ECLI:NL:CRVB:2021:958
Centrale Raad van Beroep
- Hoger beroep
- Rechtspraak.nl
Beoordeling van de beëindiging van de WAO-uitkering en de weigering van de WIA-uitkering
In deze zaak heeft de Centrale Raad van Beroep op 28 april 2021 uitspraak gedaan in hoger beroep over de beëindiging van de WAO-uitkering van appellant en de weigering van een WIA-uitkering door het Uwv. Appellant ontving van 13 december 1997 tot 23 maart 1999 een WAO-uitkering wegens psychische klachten, maar na een herbeoordeling in 2004 werd zijn uitkering beëindigd omdat hij minder dan 15% arbeidsongeschikt werd geacht. Appellant heeft sindsdien meerdere keren geprobeerd om zijn uitkering te herzien, maar het Uwv heeft deze verzoeken steeds afgewezen, met de argumentatie dat er geen nieuwe feiten of veranderde omstandigheden waren die een herziening rechtvaardigden.

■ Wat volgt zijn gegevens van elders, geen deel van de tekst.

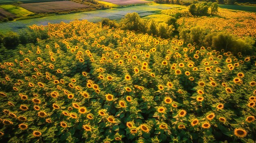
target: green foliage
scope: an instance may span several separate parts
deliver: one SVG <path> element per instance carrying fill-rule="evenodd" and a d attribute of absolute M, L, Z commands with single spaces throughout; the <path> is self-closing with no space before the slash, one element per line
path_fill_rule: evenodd
<path fill-rule="evenodd" d="M 208 9 L 211 8 L 211 14 L 216 14 L 218 12 L 218 5 L 216 2 L 210 2 L 200 4 L 193 4 L 189 7 L 189 12 L 193 15 L 209 15 Z"/>
<path fill-rule="evenodd" d="M 191 28 L 189 33 L 190 41 L 197 44 L 202 43 L 204 37 L 205 33 L 204 29 L 200 26 Z"/>
<path fill-rule="evenodd" d="M 137 31 L 139 30 L 140 19 L 139 15 L 137 13 L 127 13 L 121 20 L 121 28 L 123 29 Z"/>
<path fill-rule="evenodd" d="M 109 26 L 110 27 L 117 28 L 118 26 L 118 24 L 116 22 L 111 20 L 108 18 L 104 18 L 101 21 L 102 26 Z"/>
<path fill-rule="evenodd" d="M 5 34 L 3 38 L 3 44 L 7 49 L 15 48 L 19 44 L 20 40 L 17 33 L 10 32 Z"/>
<path fill-rule="evenodd" d="M 252 38 L 242 39 L 228 32 L 215 32 L 207 35 L 203 41 L 206 46 L 220 51 L 223 49 L 225 51 L 233 53 L 241 52 L 249 54 L 255 51 L 253 45 L 254 40 Z"/>

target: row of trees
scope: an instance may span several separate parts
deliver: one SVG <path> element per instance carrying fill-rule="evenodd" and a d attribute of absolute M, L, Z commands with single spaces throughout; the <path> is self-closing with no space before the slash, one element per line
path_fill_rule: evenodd
<path fill-rule="evenodd" d="M 217 2 L 212 2 L 193 4 L 189 7 L 189 12 L 193 15 L 206 15 L 210 14 L 209 9 L 210 9 L 210 14 L 216 14 L 218 12 L 218 4 Z"/>
<path fill-rule="evenodd" d="M 227 32 L 207 33 L 200 26 L 190 29 L 180 27 L 179 30 L 180 38 L 183 40 L 185 44 L 195 42 L 198 45 L 211 47 L 219 51 L 224 49 L 225 51 L 242 52 L 245 54 L 249 54 L 256 51 L 254 46 L 255 42 L 251 37 L 243 39 Z"/>
<path fill-rule="evenodd" d="M 158 23 L 153 20 L 141 19 L 138 13 L 127 13 L 119 24 L 108 19 L 103 20 L 102 22 L 103 26 L 108 25 L 110 27 L 147 33 L 166 39 L 173 35 L 176 21 L 175 18 L 171 17 L 166 23 Z"/>

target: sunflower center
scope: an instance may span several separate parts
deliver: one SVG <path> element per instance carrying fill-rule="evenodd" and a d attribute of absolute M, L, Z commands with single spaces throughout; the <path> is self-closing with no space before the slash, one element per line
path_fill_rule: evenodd
<path fill-rule="evenodd" d="M 209 125 L 208 124 L 206 123 L 204 124 L 204 127 L 207 127 L 209 126 Z"/>
<path fill-rule="evenodd" d="M 242 130 L 238 130 L 237 131 L 237 132 L 239 135 L 243 135 L 245 134 L 245 132 Z"/>
<path fill-rule="evenodd" d="M 142 129 L 143 129 L 144 130 L 148 130 L 148 128 L 147 128 L 147 127 L 145 126 L 145 125 L 142 125 L 141 126 L 141 128 L 142 128 Z"/>

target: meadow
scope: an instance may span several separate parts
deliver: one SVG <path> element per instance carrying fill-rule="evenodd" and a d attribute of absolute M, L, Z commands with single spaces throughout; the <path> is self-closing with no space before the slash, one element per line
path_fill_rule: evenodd
<path fill-rule="evenodd" d="M 2 5 L 0 5 L 0 7 L 15 15 L 17 17 L 25 16 L 34 13 L 21 7 L 11 4 Z"/>
<path fill-rule="evenodd" d="M 0 143 L 255 142 L 256 13 L 103 2 L 0 24 Z"/>
<path fill-rule="evenodd" d="M 140 15 L 146 16 L 154 14 L 162 10 L 179 7 L 178 5 L 154 4 L 150 5 L 139 5 L 134 7 L 113 8 L 110 9 L 98 10 L 93 11 L 83 12 L 59 15 L 53 15 L 47 17 L 20 20 L 0 23 L 0 32 L 3 33 L 10 31 L 21 32 L 22 29 L 35 24 L 38 25 L 46 25 L 48 22 L 58 23 L 63 21 L 65 22 L 74 20 L 76 19 L 88 20 L 94 22 L 101 21 L 104 18 L 119 20 L 128 13 L 136 12 Z"/>
<path fill-rule="evenodd" d="M 22 3 L 33 3 L 63 0 L 0 0 L 0 4 L 13 4 L 18 2 Z"/>
<path fill-rule="evenodd" d="M 86 20 L 29 28 L 49 37 L 1 63 L 3 141 L 256 139 L 255 55 Z"/>
<path fill-rule="evenodd" d="M 149 2 L 148 1 L 144 0 L 101 0 L 101 1 L 118 5 L 141 4 Z"/>
<path fill-rule="evenodd" d="M 66 0 L 22 4 L 19 4 L 19 6 L 29 11 L 37 13 L 68 11 L 81 9 L 86 9 L 90 7 L 88 5 Z"/>

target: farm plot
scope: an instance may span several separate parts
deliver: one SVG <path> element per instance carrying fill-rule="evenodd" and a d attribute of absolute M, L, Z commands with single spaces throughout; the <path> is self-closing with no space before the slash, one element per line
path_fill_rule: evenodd
<path fill-rule="evenodd" d="M 4 9 L 0 8 L 0 20 L 5 18 L 14 18 L 15 17 L 15 15 L 14 14 L 7 11 Z"/>
<path fill-rule="evenodd" d="M 54 1 L 63 1 L 64 0 L 0 0 L 0 4 L 12 4 L 18 2 L 25 3 L 42 2 L 52 2 Z"/>
<path fill-rule="evenodd" d="M 37 13 L 67 11 L 80 9 L 86 9 L 90 7 L 88 5 L 69 1 L 22 4 L 20 4 L 19 6 L 31 11 Z"/>
<path fill-rule="evenodd" d="M 143 4 L 149 2 L 148 1 L 143 0 L 101 0 L 101 1 L 119 5 Z"/>
<path fill-rule="evenodd" d="M 5 10 L 13 13 L 17 17 L 26 16 L 34 13 L 21 7 L 14 6 L 12 4 L 5 4 L 0 5 L 0 7 Z"/>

De rechtbank Overijssel had eerder het beroep van appellant tegen het besluit van het Uwv ongegrond verklaard. In hoger beroep herhaalde appellant zijn standpunten, waarbij hij stelde dat zijn psychische en fysieke klachten waren toegenomen en dat de verzekeringsarts onvoldoende rekening had gehouden met zijn medische situatie. De Centrale Raad van Beroep oordeelde echter dat het Uwv terecht had geoordeeld dat er geen nieuw gebleken feiten of veranderde omstandigheden waren die een herziening van de eerdere besluiten rechtvaardigden. De Raad bevestigde dat de medische beoordelingen van het Uwv zorgvuldig waren en dat de door appellant ingebrachte medische informatie niet leidde tot een andere conclusie.
De Raad concludeerde dat het Uwv terecht had geweigerd om appellant een WIA-uitkering toe te kennen, omdat hij niet voldeed aan de vereisten voor arbeidsongeschiktheid. De uitspraak van de rechtbank werd bevestigd, en er werd geen aanleiding gezien voor een veroordeling in de proceskosten.